5 responses to “Guardian scoop has big questions for press, cops and Cameron”

  1. Whilst your comments are interesting and understandable, I find it quite naive for anyone to have a belief that the press, politicians and high ranking civil servants have integrity in their approaches to newsworthy stories, attracting votes and climbing the career ladder. I am sure that phones have been tapped since Alexander Graham Bell decided to ‘phone home’!

  2. This is shocking and then it’s not. Think about it. Employers and spouses use P.I.s as a matter of course these days. Then there’s the internet which is rearing an entire generation of people who lack any notion of privacy. By the same token, we over-thirties allow our privacy to be trampled upon for the sake of convenience or to fight terrorism. We should not be surprised when professions which use surveillance to do their jobs, including investigative journalists, pushing the boundaries further and further.
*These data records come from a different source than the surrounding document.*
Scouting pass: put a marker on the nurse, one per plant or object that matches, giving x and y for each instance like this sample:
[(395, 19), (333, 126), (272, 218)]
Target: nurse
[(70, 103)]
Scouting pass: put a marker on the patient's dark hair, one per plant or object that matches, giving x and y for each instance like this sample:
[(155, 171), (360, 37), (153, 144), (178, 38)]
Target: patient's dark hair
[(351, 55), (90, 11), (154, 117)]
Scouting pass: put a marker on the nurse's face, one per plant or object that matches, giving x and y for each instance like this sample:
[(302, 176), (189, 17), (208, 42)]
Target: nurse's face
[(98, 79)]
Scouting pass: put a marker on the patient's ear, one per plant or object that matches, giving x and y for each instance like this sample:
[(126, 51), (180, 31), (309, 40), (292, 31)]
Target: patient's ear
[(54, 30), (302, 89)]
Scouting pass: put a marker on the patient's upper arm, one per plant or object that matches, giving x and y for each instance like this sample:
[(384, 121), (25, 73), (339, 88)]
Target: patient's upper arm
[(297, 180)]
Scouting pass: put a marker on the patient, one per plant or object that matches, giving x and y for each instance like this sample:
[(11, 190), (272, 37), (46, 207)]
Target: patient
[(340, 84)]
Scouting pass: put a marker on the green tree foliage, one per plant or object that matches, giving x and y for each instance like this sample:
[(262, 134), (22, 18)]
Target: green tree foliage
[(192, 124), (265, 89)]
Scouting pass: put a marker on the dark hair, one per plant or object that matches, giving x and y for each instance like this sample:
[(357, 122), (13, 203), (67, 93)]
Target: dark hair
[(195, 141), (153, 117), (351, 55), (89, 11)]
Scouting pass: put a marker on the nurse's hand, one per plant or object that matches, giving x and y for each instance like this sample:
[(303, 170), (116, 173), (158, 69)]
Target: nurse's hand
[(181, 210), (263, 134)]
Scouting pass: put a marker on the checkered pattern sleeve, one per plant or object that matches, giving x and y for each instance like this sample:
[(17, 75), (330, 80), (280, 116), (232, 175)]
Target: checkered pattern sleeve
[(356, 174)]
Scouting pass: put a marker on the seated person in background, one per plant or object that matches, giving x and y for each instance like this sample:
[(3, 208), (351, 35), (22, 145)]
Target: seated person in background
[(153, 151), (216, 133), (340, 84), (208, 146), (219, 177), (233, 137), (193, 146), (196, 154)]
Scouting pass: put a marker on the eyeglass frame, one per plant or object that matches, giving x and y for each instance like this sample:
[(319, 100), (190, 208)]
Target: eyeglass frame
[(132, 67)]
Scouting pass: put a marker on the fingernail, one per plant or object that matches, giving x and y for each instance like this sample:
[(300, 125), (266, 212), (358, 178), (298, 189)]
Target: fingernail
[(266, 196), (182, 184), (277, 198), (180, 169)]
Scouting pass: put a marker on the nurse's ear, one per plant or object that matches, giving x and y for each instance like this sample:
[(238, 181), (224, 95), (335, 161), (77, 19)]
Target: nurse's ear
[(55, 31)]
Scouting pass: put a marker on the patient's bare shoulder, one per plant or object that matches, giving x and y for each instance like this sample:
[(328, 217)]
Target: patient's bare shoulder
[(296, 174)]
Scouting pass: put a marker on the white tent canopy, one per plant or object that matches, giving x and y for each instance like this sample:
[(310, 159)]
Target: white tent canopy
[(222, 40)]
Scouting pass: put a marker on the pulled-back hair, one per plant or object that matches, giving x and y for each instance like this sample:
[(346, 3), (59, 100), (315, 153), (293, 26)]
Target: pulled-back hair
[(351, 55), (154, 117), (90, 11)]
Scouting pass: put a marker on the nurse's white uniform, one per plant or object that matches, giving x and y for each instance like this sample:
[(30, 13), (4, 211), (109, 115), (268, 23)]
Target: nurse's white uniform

    I don’t wish Andy Coulson ill but Cameron’s Conservatives have been getting away with murder for far too long. Something had to turn up. As you say, the law is the law and let’s hope it takes it’s course.

    This is abhorrent but exciting in a way. Very State of Play — the TV series, I mean.

    “As for the police, as John Prescott said this evening, if he as deputy Prime Minister was having his mobile phone tapped, and the police have known about that, it is pretty extraordinary that JP was not told.”

    Yes, that is interesting. One could be reading about this all day — if one didn’t have work to do.

  3. Where is the Labour Party – apart from you and JP – on this story? If the boot was on the other foot, they wouod be kicking hard.I just watched Newsnight. Andrew Neil was terrific on the press side of thimgs, but there is a political issue here and we need Labour voices putting on pressure and making clear this is also about Cameron and the kind of people he has around him

  4. I am completely baffled, but maybe it’s my lack of knowledge showing. How were these people able to hack into and tap people’s phones? Isn’t it illegal to do so without a legal reason to do so (unless you’re a member of some government intelligence and it doesn’t matter what country they work for, they’re all as crooked as Nixon and his cronies were)…how did a mere newspaper get that access and what was their legal justification?

    I’m not much of a conspiracy theorist, but, I will admit, my first thought when I read the article was “Max Moselely did say after the trial last year that he will find out who was behind the information leak and that they would be dealt with, and well, the chickens have definately come home to rooost now”. However, it’s an amusing thought, though probably untrue.

  5. Very interesting story. If true that NoTW paid £200,000 or so to private investigators, then it can’t be possible for senior execs to know nothing.

    With Clive Goodman – not necesarily phone taps, but if you have mobile number and phone is switched off, it’s easy to listen to messages on voicemail as the required PIN is almost always a factory default number such as 1234. This is how many stories were obtained.